Ammie, Ams, The Dam, etc.
To me, the city is just average - too many people and too many goddamn suicidal cyclists trying to ram into you. It didn’t appeal to me very much. Save for one thing. And yes, you got it right cowboy. The only salvagable thing in Amsterdam for me is the plantlife.
It’s all a haze to me now, what happened during those four days. We went to the Van Gogh museum, which is fine if you’re really into art. We went to the sex museum, which was really just some pornographic photographs and funny paraphernilia. We went to the hash museum where they were growing cannabis ‘for the sake of education.’ Pffffft. Those damn trams - they really gotta pre-warn you about those. They’re sadistic bastards. And we went to a different coffee shop every time, for variety, you know.
Some pictures here. I gotta warn ya. I really look like shit in the photos.

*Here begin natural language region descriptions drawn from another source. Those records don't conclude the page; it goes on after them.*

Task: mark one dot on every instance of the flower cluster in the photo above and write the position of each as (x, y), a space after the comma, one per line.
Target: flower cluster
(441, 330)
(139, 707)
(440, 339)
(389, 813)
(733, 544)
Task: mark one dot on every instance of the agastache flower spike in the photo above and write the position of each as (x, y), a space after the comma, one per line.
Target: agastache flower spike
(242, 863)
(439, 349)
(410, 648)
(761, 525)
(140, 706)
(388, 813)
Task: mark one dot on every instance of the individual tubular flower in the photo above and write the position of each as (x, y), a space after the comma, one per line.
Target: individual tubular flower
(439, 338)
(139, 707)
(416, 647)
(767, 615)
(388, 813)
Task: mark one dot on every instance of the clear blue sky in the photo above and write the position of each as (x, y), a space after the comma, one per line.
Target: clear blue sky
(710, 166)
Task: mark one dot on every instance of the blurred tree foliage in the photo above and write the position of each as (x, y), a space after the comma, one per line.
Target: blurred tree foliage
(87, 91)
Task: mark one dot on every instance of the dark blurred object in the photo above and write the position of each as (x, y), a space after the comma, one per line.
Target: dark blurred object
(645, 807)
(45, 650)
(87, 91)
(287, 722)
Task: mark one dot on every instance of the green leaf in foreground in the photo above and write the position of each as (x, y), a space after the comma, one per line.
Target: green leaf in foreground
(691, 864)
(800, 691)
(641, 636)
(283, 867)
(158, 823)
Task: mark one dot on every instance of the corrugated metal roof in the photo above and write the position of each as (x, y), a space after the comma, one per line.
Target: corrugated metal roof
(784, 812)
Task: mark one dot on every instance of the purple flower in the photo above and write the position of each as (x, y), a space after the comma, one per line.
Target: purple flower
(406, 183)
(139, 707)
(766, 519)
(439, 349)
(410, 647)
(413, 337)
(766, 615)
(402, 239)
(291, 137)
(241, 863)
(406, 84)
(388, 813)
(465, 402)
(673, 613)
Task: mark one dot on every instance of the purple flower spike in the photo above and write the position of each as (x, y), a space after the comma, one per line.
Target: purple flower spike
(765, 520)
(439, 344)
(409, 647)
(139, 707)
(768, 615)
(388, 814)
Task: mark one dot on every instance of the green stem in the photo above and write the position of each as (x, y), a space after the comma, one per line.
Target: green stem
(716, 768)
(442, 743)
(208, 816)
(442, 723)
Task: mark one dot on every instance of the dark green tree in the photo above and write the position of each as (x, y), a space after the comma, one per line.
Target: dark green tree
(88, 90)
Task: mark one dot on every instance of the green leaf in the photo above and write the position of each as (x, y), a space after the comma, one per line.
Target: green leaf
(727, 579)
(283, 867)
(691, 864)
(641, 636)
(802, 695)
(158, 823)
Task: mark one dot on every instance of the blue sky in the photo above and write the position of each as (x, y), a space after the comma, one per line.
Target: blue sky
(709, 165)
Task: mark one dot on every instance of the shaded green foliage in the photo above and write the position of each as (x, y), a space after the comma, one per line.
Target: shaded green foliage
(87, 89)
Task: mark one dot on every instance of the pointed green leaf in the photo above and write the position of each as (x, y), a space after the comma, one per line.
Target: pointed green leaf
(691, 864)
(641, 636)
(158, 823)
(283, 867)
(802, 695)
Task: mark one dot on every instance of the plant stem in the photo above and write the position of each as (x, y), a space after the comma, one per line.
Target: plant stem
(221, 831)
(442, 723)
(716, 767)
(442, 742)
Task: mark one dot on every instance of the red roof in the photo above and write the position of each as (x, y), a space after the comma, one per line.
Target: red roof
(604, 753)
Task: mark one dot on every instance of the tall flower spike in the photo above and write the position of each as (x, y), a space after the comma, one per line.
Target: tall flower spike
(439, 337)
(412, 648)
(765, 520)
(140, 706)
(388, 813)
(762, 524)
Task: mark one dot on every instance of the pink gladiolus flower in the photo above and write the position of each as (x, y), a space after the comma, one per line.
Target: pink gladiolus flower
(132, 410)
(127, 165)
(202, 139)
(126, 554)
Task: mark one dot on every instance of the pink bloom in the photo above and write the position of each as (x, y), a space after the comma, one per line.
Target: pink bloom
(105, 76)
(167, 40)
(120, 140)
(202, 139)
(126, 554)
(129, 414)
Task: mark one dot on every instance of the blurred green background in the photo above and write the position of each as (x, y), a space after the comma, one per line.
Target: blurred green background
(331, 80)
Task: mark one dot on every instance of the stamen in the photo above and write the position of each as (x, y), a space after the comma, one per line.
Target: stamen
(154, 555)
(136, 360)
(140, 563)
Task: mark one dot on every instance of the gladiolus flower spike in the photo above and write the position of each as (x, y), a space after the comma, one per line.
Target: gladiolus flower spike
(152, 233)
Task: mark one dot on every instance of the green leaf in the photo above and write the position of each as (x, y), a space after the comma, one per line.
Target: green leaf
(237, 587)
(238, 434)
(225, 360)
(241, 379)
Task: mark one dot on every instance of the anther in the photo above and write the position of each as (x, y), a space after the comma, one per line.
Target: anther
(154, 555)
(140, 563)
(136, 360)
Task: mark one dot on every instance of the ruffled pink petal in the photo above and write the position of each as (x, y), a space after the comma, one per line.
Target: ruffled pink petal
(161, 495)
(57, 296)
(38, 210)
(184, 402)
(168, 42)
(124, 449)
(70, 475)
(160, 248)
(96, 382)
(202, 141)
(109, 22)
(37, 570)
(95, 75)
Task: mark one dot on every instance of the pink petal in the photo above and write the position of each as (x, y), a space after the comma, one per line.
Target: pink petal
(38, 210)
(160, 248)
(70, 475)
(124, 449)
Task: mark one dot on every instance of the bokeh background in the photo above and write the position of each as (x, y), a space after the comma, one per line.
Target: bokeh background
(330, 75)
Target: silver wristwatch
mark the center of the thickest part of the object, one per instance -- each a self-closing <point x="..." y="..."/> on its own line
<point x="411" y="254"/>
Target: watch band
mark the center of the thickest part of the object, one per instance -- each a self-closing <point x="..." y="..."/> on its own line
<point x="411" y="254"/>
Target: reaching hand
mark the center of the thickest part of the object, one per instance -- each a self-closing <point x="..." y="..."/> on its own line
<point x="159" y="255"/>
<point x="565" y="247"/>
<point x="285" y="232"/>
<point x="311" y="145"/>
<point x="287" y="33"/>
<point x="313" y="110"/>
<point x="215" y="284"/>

http://juliatan.multiply.com/photos/album/1
Something rather embarrasing. The morning we arrived, gung-ho Tan decided to roll her own joint, and it was so strong that after half an hour of feeling like lead, she vomitted yesterday’s dinner up and slept for the rest of the day and night.
All in all, I don’t mind Amsterdam. I sure as hell wouldn’t go again if it wasn’t legal to do certain things. They’re smart. They know how to attract tourists.
Oh, and mushrooms are really horrid tasting (but they work so well, like medicine).